Best Available Evidence Policy
In the absence of a letter from Social Security, HealthChoice will also
accept other forms of verification to establish whether a member is qualified
for extra help paying for prescription drug costs. To learn more about the Best
Available Evidence Policy,
click here.
For the prescription drug portion of your coverage, you pay $0 or a
reduced monthly premium if you qualify for extra help. Extra help also assists you in
paying for your prescription drugs. If you qualify for extra help in 2009, the
information below shows the amount you will have to pay for your prescription
drug benefits.
Beneficiaries who qualify for full help will receive:
- A premium reduction of $29.40
- No pharmacy deductible
- Continuous coverage (no coverage gap)
- Maximum copays of $2.40 for generics and Preferred drugs and $6.00 for other drugs
Beneficiaries receiving partial help will receive:
- A premium reduction between $7.40 and $29.40
- A pharmacy deductible of $60
- Continuous coverage (no coverage gap)
- Coinsurance of 15% (up to the out-of-pocket maximum)

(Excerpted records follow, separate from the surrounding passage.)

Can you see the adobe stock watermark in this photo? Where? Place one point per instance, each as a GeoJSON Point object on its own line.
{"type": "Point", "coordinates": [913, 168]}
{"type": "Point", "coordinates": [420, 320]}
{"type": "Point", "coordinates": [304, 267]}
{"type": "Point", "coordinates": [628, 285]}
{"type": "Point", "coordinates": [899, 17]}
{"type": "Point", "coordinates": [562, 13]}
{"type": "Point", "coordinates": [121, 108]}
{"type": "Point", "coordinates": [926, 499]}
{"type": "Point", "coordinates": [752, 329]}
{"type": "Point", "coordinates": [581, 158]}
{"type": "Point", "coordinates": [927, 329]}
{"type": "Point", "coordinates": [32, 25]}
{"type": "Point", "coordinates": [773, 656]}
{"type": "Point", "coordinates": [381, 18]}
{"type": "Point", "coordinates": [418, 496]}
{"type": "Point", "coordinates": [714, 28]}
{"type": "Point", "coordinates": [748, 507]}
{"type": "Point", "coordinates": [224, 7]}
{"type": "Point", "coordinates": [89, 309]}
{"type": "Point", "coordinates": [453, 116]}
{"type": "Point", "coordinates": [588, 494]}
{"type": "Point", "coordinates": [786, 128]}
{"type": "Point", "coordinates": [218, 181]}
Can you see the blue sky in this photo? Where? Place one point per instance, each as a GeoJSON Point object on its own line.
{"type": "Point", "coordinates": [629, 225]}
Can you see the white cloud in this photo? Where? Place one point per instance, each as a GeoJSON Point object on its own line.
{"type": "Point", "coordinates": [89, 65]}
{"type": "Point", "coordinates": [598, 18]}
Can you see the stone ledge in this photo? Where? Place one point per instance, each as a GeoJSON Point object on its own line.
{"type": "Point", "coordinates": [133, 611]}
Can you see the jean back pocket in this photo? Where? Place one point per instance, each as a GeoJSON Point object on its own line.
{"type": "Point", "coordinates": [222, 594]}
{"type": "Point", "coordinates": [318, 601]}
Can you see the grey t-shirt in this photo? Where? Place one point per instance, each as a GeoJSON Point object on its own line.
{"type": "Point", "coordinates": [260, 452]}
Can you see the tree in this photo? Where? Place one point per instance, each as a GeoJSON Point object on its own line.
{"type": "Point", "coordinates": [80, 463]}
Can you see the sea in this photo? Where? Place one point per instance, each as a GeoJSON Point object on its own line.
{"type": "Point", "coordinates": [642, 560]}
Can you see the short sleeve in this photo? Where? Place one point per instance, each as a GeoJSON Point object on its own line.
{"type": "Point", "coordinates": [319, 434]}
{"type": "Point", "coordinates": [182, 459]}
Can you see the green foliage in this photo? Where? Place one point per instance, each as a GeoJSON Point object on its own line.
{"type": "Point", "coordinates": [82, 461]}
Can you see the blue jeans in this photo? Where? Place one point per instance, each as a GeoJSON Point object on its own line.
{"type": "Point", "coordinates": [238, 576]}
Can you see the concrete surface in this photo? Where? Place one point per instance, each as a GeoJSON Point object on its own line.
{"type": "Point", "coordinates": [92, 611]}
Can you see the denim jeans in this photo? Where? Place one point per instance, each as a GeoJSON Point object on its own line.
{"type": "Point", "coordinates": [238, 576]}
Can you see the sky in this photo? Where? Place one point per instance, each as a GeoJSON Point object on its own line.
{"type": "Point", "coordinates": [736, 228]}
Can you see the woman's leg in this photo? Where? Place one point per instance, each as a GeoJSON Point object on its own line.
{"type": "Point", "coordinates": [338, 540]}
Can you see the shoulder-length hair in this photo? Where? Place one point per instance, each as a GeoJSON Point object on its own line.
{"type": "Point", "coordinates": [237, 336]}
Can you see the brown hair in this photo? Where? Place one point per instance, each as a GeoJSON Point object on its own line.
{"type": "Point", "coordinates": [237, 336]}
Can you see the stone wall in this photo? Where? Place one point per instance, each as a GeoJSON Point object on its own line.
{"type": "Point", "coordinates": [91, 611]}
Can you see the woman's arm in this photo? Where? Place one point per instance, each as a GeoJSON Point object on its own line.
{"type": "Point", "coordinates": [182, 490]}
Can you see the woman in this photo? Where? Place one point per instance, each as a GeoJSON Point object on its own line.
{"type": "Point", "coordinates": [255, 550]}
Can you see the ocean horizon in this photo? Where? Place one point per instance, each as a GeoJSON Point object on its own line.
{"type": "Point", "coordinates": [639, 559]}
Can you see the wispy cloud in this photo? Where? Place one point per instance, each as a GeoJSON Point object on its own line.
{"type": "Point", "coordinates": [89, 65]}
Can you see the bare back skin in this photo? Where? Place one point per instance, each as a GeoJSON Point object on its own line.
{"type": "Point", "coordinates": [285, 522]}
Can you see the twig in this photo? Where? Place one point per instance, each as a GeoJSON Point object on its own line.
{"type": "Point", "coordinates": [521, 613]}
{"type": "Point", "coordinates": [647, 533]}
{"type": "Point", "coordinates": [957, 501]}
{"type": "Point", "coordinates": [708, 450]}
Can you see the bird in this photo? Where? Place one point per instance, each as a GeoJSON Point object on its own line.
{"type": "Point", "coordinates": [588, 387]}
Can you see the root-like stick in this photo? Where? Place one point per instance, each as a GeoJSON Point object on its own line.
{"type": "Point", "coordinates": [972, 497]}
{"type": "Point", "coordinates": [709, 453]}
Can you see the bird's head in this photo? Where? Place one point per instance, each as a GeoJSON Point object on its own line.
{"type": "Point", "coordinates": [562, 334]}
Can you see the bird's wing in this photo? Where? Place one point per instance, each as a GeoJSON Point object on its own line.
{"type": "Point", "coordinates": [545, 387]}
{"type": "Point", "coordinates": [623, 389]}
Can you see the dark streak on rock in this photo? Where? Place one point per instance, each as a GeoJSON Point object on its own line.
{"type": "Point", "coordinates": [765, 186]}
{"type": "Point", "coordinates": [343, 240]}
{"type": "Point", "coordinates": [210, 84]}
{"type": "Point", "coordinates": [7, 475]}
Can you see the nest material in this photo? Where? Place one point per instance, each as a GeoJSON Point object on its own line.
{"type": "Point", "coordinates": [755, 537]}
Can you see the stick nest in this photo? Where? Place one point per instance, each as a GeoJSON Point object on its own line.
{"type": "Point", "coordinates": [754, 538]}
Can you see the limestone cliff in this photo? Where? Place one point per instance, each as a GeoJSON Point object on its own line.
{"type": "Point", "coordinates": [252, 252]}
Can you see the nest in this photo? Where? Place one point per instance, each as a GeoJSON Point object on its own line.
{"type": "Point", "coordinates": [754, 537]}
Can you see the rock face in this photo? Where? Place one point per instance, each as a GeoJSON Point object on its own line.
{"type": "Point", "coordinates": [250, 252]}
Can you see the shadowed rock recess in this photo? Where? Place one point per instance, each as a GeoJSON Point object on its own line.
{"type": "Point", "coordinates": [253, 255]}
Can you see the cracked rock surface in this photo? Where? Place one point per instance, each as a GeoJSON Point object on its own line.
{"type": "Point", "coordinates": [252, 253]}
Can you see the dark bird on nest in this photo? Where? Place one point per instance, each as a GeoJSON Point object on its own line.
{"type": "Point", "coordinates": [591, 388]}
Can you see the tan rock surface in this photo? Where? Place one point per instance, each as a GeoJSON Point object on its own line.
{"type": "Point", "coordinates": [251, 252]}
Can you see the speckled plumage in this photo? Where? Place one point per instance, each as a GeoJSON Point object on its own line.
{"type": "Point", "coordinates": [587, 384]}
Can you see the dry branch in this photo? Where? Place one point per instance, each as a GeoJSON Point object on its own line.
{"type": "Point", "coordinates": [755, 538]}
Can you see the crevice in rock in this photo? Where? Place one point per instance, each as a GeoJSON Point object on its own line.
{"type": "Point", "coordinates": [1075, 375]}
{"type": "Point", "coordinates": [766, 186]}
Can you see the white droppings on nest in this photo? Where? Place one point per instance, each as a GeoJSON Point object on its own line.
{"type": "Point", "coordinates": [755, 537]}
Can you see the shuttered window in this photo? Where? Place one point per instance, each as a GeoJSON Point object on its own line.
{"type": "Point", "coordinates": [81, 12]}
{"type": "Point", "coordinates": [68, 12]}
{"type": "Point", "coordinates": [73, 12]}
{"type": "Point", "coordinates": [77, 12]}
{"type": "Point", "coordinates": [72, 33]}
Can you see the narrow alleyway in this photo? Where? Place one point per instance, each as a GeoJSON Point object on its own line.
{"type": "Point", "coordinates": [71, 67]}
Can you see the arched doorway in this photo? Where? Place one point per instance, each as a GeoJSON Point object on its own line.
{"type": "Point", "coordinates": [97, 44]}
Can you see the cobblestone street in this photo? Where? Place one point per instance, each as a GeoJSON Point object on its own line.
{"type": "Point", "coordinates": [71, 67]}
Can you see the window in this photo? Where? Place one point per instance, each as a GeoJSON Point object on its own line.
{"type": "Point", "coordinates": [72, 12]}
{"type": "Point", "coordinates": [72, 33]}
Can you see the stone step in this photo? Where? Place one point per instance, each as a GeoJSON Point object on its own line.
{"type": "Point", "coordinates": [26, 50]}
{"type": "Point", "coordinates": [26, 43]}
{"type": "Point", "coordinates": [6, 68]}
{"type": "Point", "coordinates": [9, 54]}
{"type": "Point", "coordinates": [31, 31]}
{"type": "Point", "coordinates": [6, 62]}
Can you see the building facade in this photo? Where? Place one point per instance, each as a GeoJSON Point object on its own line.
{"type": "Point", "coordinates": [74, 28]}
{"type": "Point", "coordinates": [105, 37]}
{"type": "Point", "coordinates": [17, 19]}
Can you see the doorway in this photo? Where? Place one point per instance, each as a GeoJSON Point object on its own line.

If you qualify for extra help, you will first be enrolled in the plan you
select. Within a few days, HealthChoice will receive notice from Medicare that
you qualify for extra help. You will then receive a letter from HealthChoice
notifying you of the amount of your extra help.
Note: The extra help applies to either
the High or Low Option Plans with Part D. If you qualify for extra help,
HealthChoice will automatically move you to the Low Option Plan so that you will
receive the lowest premium. If you wish to opt out of the Low Option Plan and
elect the High Option Plan, please contact HealthChoice Member Services at the
number listed in the front of this handbook.